There’s a section on videos that were once perceived as too provocative for MTV, including Madonna’s “Like a Prayer,” which allows visitors to view the clips through peep holes modeled after a red light district. Another section examines videos that were inspired by classic photography and film, like “Closer” by Nine Inch Nails—a 1994 video directed by Romanek that was heavily censored by MTV but decades later is considered one of the best videos ever made. The curators also include an exhibit on “epic” videos, which includes Michael Jackson’s “Thriller”—one of the first clips that prompted critics to consider music videos on the level of feature films.

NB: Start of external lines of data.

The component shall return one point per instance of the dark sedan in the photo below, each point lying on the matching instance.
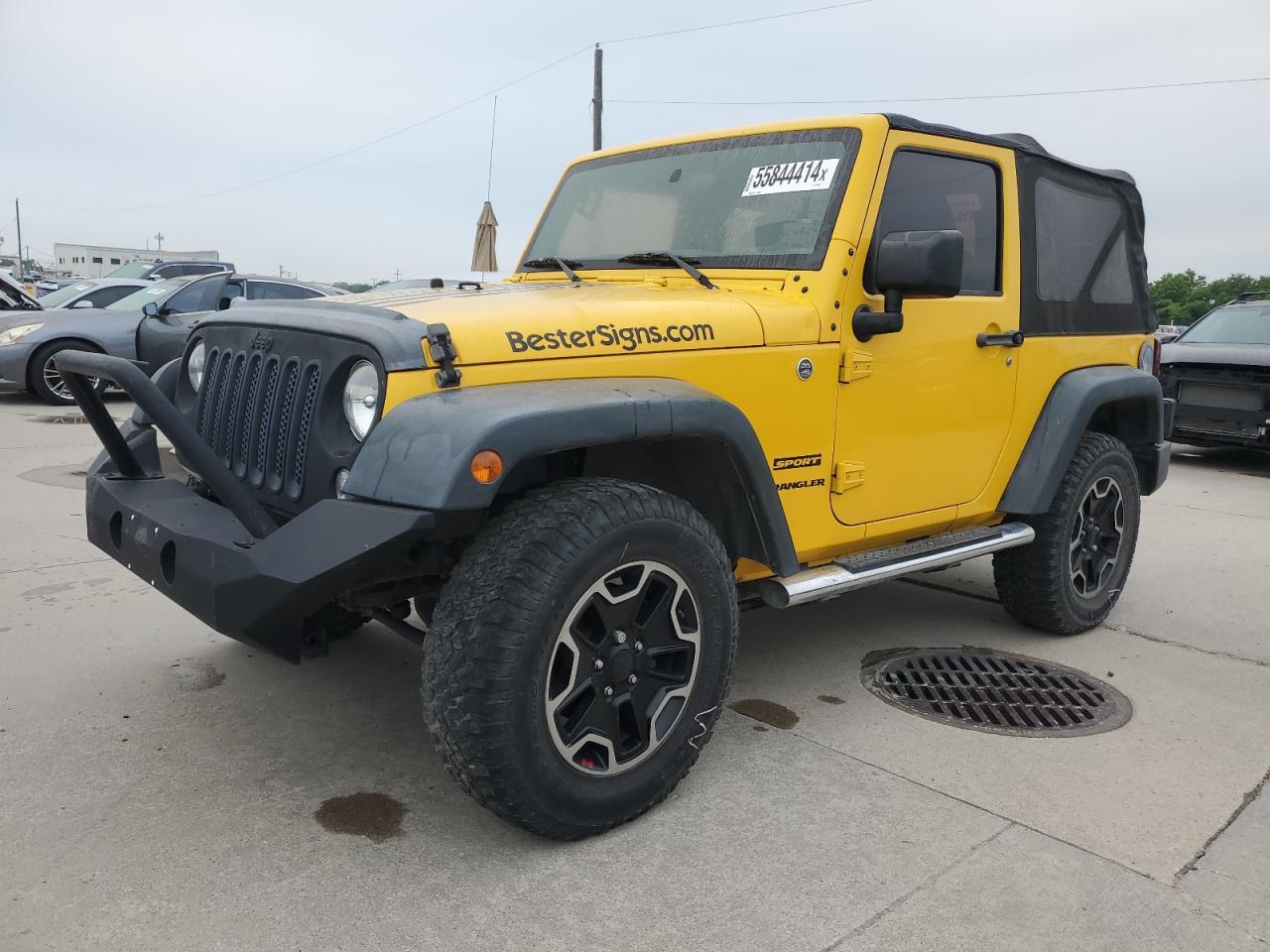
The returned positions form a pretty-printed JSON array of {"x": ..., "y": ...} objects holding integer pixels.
[
  {"x": 149, "y": 326},
  {"x": 1219, "y": 373}
]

The exhibition also features several notable pieces of memorabilia, including the original animation drawings for a-ha’s “Take on Me” and the Legos director Michel Gondry used in the making of the White Stripes’ “Fell in Love with a Girl” video.

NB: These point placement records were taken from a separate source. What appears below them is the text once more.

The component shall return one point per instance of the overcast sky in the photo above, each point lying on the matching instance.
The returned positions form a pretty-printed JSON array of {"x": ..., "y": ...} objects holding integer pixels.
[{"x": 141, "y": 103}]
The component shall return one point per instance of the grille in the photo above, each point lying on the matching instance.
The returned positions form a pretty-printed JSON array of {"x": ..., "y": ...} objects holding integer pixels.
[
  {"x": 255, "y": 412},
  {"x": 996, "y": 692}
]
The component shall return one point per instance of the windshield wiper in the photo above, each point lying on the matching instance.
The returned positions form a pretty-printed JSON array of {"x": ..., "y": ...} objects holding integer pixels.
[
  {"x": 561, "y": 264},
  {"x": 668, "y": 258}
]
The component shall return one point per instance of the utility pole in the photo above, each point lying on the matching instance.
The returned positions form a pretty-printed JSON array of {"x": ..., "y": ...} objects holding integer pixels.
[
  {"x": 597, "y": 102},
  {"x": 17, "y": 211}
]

Another section focuses on how YouTube has helped the music video live on past MTV with by focusing on a crowd-sourced Johnny Cash video tribute project and clips of YouTube users re-enacting videos like Beyonce’s “Single Ladies (Put a Ring on It)."

“Music video is still an integral part of the music experience,” Carl Goodman, executive director of MOMI, said in an interview. “It’s a proving ground and playground for the most creative and influential moving image artists. (But) it also has become a mechanism for how people see and listen and consume music.”

“Spectacle” is something of a labor of love for Jonathan Wells, who first fell in love with music videos when watching MTV as a teenager. At 16, he had his own public access cable TV show in Mountain View, Calif., where he played music videos and interviewed the artists behind them. Moving to Southern California, Wells continued his obsession, founding a traveling film series that honored creativity in music video and reminded audiences of the artistic value of those musical films.

“Spectacle is a celebration of the music video truly as an art form. And that’s the message we want to convey,” Meg Grey Wells said. “It’s an art form that is not second to feature films or commercials. It’s an art form in and of itself that is deserving of its moment but has never really had it. I think now is a good time to have a big party and celebrate it.”